PANDEMIC NEWS UPDATE: Webb telescope launch will slip; tracking environmental impacts via satellite; restarting flights to China; a celestial tribute to medical workers
By Cat Hofacker|June 24, 2020
Our weekly compendium of coronavirus news
- NASA plans to announce a new launch date for the James Webb Space Telescope in mid-July, program scientist Eric Smith told NASA’s Astrophysics Advisory Committee today. Social distancing guidelines will continue to limit the number of personnel who can work on Webb in California for the foreseeable future, meaning the telescope will miss its March 2021 launch date, NASA associate administrator for science Thomas Zurbuchen said earlier this month.
- Tomorrow at 9 a.m. Eastern, officials from the European Space Agency; JAXA, the Japan Aerospace Exploration Agency; and NASA will unveil a dashboard depicting the global impact of covid-19. Named the “COVID-19 Earth Observation Dashboard,” the web page will combine satellite data from the three agencies to track “key indicators of changes in air and water quality, climate, economic activity, and agriculture,” according to NASA.
- Delta Air Lines will resume flights to China tomorrow, the company says. The twice-weekly flights departing from Seattle will be the first since February, when U.S. airlines including Delta suspended flights to China because of the pandemic.
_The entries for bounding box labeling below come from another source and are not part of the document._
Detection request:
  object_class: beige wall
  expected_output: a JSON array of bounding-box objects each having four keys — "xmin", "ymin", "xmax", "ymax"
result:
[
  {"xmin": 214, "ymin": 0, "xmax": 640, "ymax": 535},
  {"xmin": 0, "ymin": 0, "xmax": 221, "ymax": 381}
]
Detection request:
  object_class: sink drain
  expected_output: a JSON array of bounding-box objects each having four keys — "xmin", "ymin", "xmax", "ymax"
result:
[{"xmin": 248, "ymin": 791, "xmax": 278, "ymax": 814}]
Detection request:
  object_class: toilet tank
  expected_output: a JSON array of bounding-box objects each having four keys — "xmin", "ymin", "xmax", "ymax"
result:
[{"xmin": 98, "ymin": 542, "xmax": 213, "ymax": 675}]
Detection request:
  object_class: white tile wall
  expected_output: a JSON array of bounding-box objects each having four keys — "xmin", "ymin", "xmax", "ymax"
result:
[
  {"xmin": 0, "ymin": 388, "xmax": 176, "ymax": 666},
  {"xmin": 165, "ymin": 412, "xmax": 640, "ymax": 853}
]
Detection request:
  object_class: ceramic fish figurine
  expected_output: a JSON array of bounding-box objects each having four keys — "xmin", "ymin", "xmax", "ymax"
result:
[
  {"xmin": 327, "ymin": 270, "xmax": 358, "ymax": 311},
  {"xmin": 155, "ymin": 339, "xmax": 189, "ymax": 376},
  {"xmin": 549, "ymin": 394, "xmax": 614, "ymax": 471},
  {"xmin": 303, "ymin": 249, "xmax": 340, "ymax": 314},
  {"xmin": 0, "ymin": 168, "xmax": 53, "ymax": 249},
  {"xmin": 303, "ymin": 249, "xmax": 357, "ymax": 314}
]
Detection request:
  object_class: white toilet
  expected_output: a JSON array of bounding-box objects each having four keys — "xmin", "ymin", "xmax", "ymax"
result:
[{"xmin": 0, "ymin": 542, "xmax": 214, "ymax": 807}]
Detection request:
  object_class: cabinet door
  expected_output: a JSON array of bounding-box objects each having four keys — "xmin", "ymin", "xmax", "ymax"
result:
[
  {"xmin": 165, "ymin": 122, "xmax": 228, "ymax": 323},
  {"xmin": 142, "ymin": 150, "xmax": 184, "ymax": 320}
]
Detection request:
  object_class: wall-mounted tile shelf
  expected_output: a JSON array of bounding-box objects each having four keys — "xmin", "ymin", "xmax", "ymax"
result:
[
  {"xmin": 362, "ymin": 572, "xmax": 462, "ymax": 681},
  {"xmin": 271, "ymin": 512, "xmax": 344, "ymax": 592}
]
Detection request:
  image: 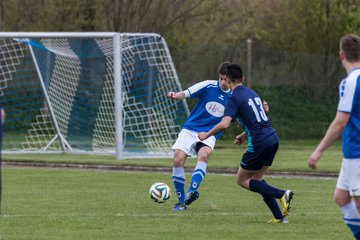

- Spirit AeroSystems of Kansas will further reduce its production of Boeing 737 MAX fuselages through the end of the year, “due to COVID-19’s impact and accumulated inventory of Spirit’s B737 products,” according to a Monday filing with the Securities Exchange Commission.
- The U.S. Space Force Space and Missile Systems Center last week selected six launch companies for ride-share contracts under the Defense Production Act, meant to bolster U.S. launch providers who have seen funding shrink during the pandemic. Under the contracts, the amounts of which were not disclosed, Aevum, Astra, X-Bow, Rocket Lab, Space Vector and VOX Space will each launch two ride-share missions for government customers over two years.
- When the Atlas V rocket lifts off with NASA’s Mars Perseverance rover July 20, the rover will carry an aluminum plate commemorating the health care workers battling the pandemic, NASA officials said during a briefing last week. The rectangular plate depicting a globe atop the medical profession’s symbol of the serpent-entwined rod is meant to “demonstrate our appreciation for those who have put their personal well-being on the line for the good of others,” said Matt Wallace, deputy project manager for Perseverance.